Si parla sempre più spesso di criptovalute, ovvero le monete virtuali che ormai da mesi sono oggetto di polemiche tra chi le ritiene un mezzo illecito per ripulire capitali sporchi e chi, invece, pensa che si tratti di uno strumento monetario molto più sicuro delle valute tradizionali.
A scatenare la discussione sono stati negli ultimi tempi alcuni attacchi da parte della grande finanza, a partire da quello sferrato da Jamie Dimon, amministratore delegato di JPMorgan Chase, che non ha esitato ad attaccare i Bitcoin e le altre criptovalute: secondo lui si tratterebbe di una semplice truffa e che non esiterebbe un attimo a licenziare i traders della sua banca nel caso li sorprendesse a trafficare in monete virtuali.
Un attacco seguito poi da quello di Davide Serra, finanziere molto vicino a Matteo Renzi e fondatore del fondo Algebris, secondo il quale proprio i Bitcoin costituirebbero una vera e propria lavanderia per denaro proveniente da attività illecite.

Storia delle criptovalute, dal Bitcoin in poi

Dichiarazioni che hanno rilanciato la discussione sulle criptovalute, in un momento in cui messe tutte insieme esse avrebbero una capitalizzazione prossima ai 600 miliardi di dollari e con i consumatori italiani che, come si può leggere sul sito Finanza.economia-italia.com, stanno sempre più alzando le antenne per monitorare il fenomeno.
Una massa monetaria imponente che fa temere non poco per la possibile esplosione di una bolla disastrosa, che rischierebbe di rovinare molti investitori.
Come è ormai noto, la prima moneta virtuale in assoluto è stato il Bitcoin, nato nel 2009 su iniziativa di Satoshi Nakamoto, di cui al momento si conosce soltanto lo pseudonimo. È lui l’estensore dell’algoritmo che ha consentito di dare vita a un mezzo di scambio delle informazioni digitali mediante un processo che si fonda su alcuni principi della crittografia, grazie ai quali è possibile proteggere il commercio di divise virtuali.

Principali differenze con le monete tradizionali

Altra notevole differenza con le monete tradizionali, sta nella mancanza di un organismo centrale chiamato a coordinare e regolamentare la stampa di valuta. Nel caso delle criptovalute è infatti la rete che si attiva per controllare la regolarità delle transazioni e garantire che non vengano effettuate operazioni che vanno contro i principi si cui si fondano queste divise.
Se già nel corso degli anni passati da più parti si erano sollevate delle voci contro le criptovalute, negli ultimi mesi gli attacchi si sono fatti sempre più intensi. Secondo i fautori delle monete virtuali, questo levarsi scomposto del mondo finanziario tradizionale sarebbe dovuto proprio al sempre più evidente successo del Bitcoin e delle sue sorelle (attualmente sono state censite oltre 1300 divise di questo genere).

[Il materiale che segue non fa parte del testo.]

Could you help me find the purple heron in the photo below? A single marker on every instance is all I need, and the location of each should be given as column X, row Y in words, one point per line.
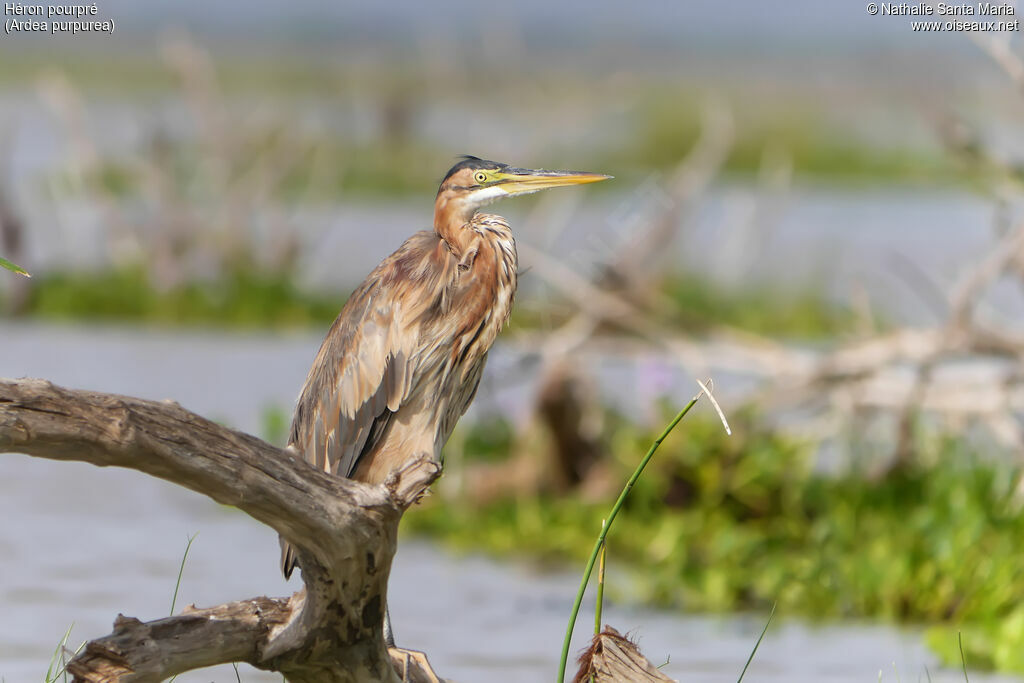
column 402, row 360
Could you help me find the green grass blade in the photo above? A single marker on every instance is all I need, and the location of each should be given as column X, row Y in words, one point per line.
column 758, row 644
column 604, row 531
column 13, row 267
column 52, row 675
column 177, row 584
column 960, row 641
column 600, row 588
column 181, row 569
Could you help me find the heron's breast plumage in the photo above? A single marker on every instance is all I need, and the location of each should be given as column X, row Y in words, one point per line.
column 402, row 360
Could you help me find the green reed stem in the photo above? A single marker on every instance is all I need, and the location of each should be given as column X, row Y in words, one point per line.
column 604, row 531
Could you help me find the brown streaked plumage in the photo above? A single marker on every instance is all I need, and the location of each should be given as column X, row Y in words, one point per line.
column 403, row 358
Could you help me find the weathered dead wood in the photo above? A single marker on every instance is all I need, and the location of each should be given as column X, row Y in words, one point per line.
column 345, row 532
column 612, row 658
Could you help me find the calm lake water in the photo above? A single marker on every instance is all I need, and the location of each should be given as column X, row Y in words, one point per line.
column 81, row 544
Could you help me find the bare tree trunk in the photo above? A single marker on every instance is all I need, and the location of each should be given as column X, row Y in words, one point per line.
column 345, row 531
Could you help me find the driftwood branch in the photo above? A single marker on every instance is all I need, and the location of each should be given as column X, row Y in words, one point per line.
column 345, row 532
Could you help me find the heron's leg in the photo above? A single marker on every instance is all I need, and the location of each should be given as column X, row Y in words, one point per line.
column 388, row 632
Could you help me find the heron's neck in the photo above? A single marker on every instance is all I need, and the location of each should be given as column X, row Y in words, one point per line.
column 452, row 213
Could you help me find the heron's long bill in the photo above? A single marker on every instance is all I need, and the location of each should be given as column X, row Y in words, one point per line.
column 523, row 180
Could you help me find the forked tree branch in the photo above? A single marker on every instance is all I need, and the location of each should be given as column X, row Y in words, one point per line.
column 345, row 532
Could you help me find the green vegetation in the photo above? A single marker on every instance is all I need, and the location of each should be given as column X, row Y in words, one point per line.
column 244, row 299
column 250, row 299
column 729, row 523
column 804, row 313
column 13, row 267
column 815, row 142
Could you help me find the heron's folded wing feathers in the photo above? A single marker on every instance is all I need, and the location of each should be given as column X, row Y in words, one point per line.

Gli attacchi alle criptovalute da parte dei grandi finanzieri

Gli attacchi in questione, compreso quello più violento in assoluto da parte del Premio Nobel Joseph Stiglitz, il quale ha espressamente chiesto la loro messa fuorilegge, sono stati però rintuzzati con un certo successo dai sostenitori delle criptovalute, i quali hanno avuto buon gioco a ricordare come in realtà i capitali provenienti da attività illecite siano stati per decenni ripuliti proprio all’interno di quel sistema bancario che oggi si erge a censore.
Va peraltro sottolineato come uno studio elaborato dai ricercatori della Cornell University abbia messo in evidenza come in realtà usare criptovalute per favorire il riciclaggio di capitali sporchi riservi molti più rischi nei confronti dell’uso di trasferimenti bancari o pagamenti elettronici.

Le banche centrali si apprestano a investire nelle monete virtuali?

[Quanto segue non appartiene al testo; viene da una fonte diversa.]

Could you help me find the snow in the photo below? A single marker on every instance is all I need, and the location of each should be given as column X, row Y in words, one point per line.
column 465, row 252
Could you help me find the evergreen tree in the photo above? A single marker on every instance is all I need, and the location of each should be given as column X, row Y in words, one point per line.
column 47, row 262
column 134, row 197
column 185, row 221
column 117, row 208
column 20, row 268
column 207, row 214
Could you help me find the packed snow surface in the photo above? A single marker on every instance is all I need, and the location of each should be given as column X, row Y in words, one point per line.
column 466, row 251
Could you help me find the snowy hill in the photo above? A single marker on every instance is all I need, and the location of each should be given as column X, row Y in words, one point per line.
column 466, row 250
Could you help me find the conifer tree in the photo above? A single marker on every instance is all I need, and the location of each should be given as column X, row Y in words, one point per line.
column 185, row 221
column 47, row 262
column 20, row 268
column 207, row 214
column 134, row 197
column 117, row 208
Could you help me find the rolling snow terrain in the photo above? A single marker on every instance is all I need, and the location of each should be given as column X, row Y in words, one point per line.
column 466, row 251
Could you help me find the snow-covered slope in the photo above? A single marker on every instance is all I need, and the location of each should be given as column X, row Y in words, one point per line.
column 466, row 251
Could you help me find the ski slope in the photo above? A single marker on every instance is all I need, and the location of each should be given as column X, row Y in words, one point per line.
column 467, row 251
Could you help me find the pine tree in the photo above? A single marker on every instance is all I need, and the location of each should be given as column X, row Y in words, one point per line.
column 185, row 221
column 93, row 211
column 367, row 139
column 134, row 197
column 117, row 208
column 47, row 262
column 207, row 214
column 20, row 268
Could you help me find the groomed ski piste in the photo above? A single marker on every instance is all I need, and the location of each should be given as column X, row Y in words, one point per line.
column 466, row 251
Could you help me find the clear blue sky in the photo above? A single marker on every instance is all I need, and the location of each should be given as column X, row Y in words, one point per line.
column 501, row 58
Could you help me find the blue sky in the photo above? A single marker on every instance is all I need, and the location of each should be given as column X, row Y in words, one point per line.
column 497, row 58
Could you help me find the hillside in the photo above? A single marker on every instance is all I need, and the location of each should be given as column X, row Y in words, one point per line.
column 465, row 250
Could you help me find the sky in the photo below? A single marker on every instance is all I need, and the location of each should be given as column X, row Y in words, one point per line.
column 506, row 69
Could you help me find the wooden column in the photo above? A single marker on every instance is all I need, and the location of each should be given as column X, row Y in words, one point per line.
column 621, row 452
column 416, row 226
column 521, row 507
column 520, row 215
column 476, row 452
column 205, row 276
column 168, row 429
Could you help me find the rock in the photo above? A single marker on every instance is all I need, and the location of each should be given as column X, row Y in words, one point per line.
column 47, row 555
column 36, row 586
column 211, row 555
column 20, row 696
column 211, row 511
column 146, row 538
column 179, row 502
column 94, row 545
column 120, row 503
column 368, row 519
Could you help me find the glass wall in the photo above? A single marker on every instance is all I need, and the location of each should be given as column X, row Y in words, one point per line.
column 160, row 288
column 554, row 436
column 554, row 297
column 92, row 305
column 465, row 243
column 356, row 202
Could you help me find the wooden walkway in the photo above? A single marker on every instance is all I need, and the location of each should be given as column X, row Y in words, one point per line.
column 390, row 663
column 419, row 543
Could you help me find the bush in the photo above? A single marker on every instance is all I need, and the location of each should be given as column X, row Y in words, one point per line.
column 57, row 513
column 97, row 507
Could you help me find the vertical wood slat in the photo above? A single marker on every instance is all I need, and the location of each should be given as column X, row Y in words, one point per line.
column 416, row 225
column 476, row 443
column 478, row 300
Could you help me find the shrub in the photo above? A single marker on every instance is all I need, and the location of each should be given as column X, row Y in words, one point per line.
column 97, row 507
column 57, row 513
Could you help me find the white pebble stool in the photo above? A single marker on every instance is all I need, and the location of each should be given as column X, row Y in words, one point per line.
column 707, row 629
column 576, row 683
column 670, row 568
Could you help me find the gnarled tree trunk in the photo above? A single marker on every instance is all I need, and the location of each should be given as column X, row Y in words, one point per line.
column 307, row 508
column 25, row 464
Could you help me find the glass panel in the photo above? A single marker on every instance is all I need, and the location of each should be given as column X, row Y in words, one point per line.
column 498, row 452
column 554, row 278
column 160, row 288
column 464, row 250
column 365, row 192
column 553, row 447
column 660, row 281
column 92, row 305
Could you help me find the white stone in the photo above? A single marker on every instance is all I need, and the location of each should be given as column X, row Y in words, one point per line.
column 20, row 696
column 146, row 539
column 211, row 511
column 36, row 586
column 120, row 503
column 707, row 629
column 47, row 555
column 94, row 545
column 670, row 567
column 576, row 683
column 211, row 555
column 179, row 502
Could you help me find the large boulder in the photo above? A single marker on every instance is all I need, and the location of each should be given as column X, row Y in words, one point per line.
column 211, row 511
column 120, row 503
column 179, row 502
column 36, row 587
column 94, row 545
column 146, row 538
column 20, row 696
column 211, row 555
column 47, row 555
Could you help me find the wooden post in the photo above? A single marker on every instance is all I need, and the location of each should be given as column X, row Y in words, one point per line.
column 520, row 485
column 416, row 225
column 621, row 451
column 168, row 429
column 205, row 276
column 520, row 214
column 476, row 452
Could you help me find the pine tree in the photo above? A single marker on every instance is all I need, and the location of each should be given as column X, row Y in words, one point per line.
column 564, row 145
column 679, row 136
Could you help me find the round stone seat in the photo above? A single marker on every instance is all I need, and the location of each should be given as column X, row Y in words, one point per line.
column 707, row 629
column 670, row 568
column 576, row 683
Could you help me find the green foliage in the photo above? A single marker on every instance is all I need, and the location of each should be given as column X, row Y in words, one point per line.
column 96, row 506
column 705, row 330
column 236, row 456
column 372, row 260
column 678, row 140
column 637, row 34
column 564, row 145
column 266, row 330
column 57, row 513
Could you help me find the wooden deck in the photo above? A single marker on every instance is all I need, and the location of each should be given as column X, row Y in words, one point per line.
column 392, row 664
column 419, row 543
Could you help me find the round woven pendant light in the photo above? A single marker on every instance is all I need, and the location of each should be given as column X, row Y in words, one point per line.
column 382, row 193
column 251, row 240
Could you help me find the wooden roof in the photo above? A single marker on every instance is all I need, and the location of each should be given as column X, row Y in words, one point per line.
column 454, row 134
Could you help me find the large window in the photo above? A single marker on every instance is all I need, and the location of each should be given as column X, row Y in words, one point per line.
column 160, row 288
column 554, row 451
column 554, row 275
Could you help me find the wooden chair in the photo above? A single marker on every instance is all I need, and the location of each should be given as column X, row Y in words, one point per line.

Nella querelle nata intorno alle criptovalute, va però rimarcato come il 2018 potrebbe essere l’anno in cui le banche centrali del G7 potrebbero decidere di investirci al fine di rendere più forte le proprie disponibilità in moneta estera. Ad avanzare questa supposizione è stata Eugene Etsebeth, nota per aver diretto la banca centrale del Sud Africa e quindi voce di assoluto rilievo.
A spingerla in un pronostico così impegnativo è stata proprio la presa d’atto che la crescente capitalizzazione di borsa farà del Bitcoin e delle altre divise virtuali la maggiore valuta presente sui mercati internazionali, spingendo le banche centrali a modificare il proprio atteggiamento nei loro confronti.

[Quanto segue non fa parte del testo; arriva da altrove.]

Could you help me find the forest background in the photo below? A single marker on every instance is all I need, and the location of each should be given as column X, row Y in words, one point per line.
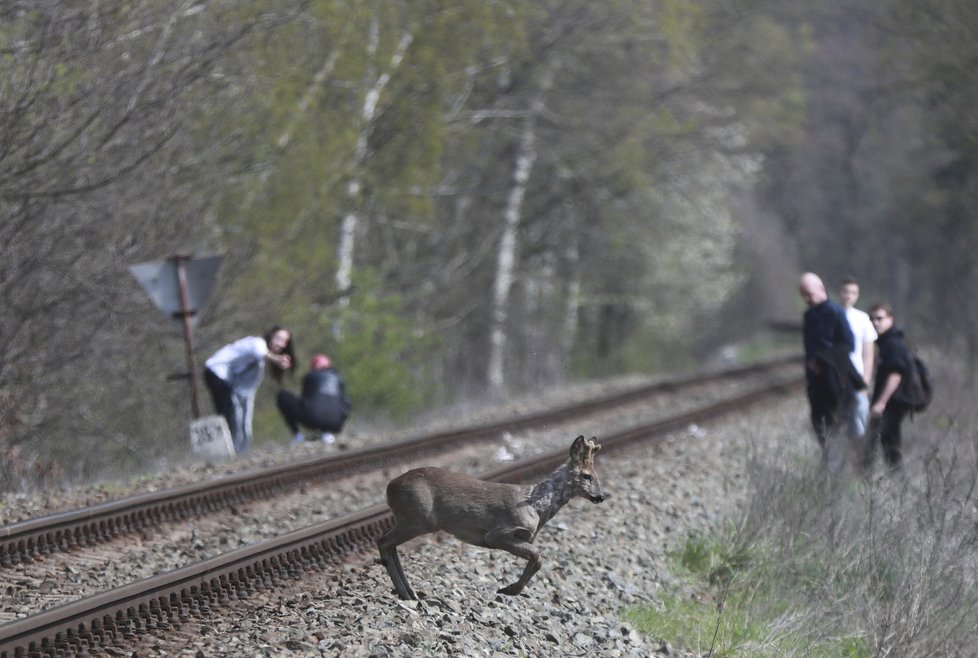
column 460, row 199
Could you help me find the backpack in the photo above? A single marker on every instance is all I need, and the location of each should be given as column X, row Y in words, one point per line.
column 918, row 391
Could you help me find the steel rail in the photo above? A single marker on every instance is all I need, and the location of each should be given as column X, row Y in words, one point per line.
column 26, row 540
column 113, row 618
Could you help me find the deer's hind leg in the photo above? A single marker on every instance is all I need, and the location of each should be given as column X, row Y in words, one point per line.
column 387, row 545
column 518, row 543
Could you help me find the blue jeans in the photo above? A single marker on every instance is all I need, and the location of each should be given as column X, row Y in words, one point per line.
column 860, row 415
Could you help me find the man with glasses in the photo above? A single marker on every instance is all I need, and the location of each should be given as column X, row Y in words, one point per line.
column 894, row 366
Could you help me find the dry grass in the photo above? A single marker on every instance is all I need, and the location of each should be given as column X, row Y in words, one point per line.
column 884, row 567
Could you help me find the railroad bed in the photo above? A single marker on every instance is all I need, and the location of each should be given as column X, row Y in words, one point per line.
column 194, row 540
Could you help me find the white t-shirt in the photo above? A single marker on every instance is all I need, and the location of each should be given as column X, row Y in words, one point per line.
column 863, row 332
column 233, row 359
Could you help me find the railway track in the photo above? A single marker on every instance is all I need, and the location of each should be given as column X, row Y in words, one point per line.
column 27, row 540
column 113, row 618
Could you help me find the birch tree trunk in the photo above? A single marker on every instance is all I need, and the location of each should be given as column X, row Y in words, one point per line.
column 526, row 155
column 374, row 85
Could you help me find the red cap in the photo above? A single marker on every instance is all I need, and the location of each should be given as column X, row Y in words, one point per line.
column 320, row 361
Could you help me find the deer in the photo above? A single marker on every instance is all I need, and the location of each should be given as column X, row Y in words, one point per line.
column 487, row 514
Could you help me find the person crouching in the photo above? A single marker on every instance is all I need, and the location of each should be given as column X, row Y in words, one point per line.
column 323, row 405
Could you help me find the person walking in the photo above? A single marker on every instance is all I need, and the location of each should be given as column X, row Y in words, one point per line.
column 862, row 356
column 828, row 342
column 894, row 369
column 323, row 405
column 234, row 373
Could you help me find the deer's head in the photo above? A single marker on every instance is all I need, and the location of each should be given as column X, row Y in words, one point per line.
column 582, row 471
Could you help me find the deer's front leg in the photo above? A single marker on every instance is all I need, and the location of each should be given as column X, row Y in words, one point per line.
column 518, row 543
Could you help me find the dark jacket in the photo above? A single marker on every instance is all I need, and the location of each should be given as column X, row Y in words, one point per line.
column 324, row 395
column 825, row 326
column 894, row 356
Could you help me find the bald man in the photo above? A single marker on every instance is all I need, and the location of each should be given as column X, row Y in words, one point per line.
column 828, row 342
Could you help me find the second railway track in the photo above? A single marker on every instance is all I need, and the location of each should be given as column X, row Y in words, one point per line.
column 112, row 617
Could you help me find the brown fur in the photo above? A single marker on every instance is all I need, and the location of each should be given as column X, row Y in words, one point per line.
column 486, row 514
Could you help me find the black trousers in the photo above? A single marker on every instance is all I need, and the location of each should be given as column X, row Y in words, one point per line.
column 221, row 395
column 827, row 409
column 887, row 431
column 297, row 411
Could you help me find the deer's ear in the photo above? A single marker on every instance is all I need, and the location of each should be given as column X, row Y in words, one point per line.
column 578, row 449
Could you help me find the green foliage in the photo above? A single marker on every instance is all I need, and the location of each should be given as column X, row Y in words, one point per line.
column 727, row 604
column 382, row 355
column 716, row 558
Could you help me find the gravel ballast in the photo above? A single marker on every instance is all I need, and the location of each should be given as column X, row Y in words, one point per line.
column 597, row 560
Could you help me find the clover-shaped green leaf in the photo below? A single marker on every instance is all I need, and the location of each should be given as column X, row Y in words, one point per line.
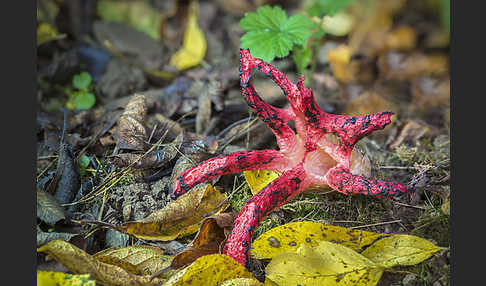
column 82, row 81
column 272, row 34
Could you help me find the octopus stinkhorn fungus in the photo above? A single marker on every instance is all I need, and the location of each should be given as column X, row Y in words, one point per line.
column 304, row 160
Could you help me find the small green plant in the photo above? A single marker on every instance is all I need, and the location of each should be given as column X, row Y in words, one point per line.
column 271, row 34
column 82, row 97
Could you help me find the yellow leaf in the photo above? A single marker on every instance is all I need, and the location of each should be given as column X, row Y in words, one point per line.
column 400, row 249
column 326, row 264
column 180, row 217
column 338, row 25
column 46, row 33
column 48, row 278
column 194, row 45
column 138, row 259
column 138, row 14
column 339, row 55
column 288, row 237
column 258, row 179
column 80, row 262
column 209, row 270
column 242, row 282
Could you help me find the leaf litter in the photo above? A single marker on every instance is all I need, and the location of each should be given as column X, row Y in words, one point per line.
column 137, row 148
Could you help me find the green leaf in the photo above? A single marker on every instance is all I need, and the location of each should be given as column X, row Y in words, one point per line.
column 82, row 81
column 84, row 100
column 327, row 7
column 271, row 34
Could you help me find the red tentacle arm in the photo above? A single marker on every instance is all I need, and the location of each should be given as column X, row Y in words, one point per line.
column 228, row 164
column 248, row 62
column 311, row 158
column 343, row 181
column 351, row 129
column 275, row 194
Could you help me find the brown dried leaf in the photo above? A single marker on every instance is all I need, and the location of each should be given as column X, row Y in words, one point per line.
column 138, row 259
column 401, row 66
column 154, row 159
column 203, row 115
column 48, row 208
column 208, row 240
column 131, row 133
column 180, row 217
column 428, row 92
column 80, row 262
column 409, row 130
column 402, row 38
column 45, row 237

L’interesse di JPMorgan Chase per le criptovalute

Sino ad ora, infatti, esse hanno soltanto cercato di dare vita ad una regolamentazione del fenomeno, mentre con il sempre più impetuoso progresso del Bitcoin potrebbero infine decidere di investirci sopra.
Si tratta di un mutamento di prospettiva che peraltro era già stato prefigurato dalle parole rilasciate da un portavoce di JPMorgan Chase, il quale aveva dichiarato l’interesse della banca per le criptovalute, smentendo almeno in parte le parole di Jamie Dimon e che va ad inserirsi in una atmosfera che secondo qualche osservatore esterno sta realmente arroventandosi.

Il caso di Pantera Bitcoin

Per capire le attese che si stanno creando intorno alle monete virtuali, basterà ricordare il caso di Pantera Bitcoin, un fondo varato nel 2013 il quale nei quattro anni intercorsi dalla sua nascita ha fatto registrare una performance strabiliante, tale da oltrepassare il 25mila per cento di crescita.
Una prestazione cui hanno contribuito soprattutto gli ultimi mesi, nel corso dei quali la quotazione del Bitcoin è schizzata da circa mille a quasi 20mila dollari. Lo stesso gestore e fondatore di Pantera Bitcoin, Dan Morehead, proveniente da Goldman Sachs, ha però voluto mettere in guardia i suoi clienti invitandoli ad investire non più dell’1% delle proprie disponibilità in criptovalute, trattandosi con tutta evidenza di un investimento a rischio che però non può assolutamente essere ignorato, considerati gli indici di espansione messi in mostra sinora.